A US national wounded in the 1997 grenade attack has returned to Cambodia, calling opposition leader Sam Rainsy’s decision to drop a lawsuit linking Prime Minis­ter Hun Sen to the violence “a very mature thing.”

Ron Abney, a staunch critic of Hun Sen and a former country dir­ec­tor for the US-backed Inter­na­tional Republican Institute, also de­fended his recent decision to drop a suit of his own against the premier.

“It’s a personal thing…I felt that the timing was right,” Abney said in a telephone interview Monday. “You can’t ever put behind you what happened that day. I still walk with a limp.”

Abney said Sam Rainsy’s decision had not compromised the op­position leader’s integrity, but he would not discuss the matter further.

“I would never comment on that. This guy is a hero in this country and a very close friend of mine,” Abney said. “I know what’s in his heart and it’s not selling out,” he add­ed.

Abney arrived in Cambodia on Sat­urday to work with the IRI, where he is a consultant on opposition party decentralization.

Abney called decentralization “critical for Sam Rainsy in the [2008] election,” but would not go in­to detail or comment further on his consulting work. He said he planned to stay in Cam­bodia until the end of the month.

In March 1997, Abney, then country director of IRI, was among the 120 people wounded when four grenades were thrown into a peaceful opposition demonstration in front of the National Assembly. More than a dozen people were killed.

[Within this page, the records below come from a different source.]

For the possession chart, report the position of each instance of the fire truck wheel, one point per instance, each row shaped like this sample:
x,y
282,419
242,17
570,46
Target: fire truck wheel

No one has ever been brought to justice for the attack.

In September, while Hun Sen was in the US to address the UN General Assembly, Abney, Sam Rain­sy and two others filed a lawsuit in a federal court in New York, linking the grenade attack to the prime minister and his bodyguard unit.

Abney told friends and colleagues in an e-mail last week that he had dropped the suit in part be­cause he wanted to help protect op­position officials and rights workers, given the current political climate.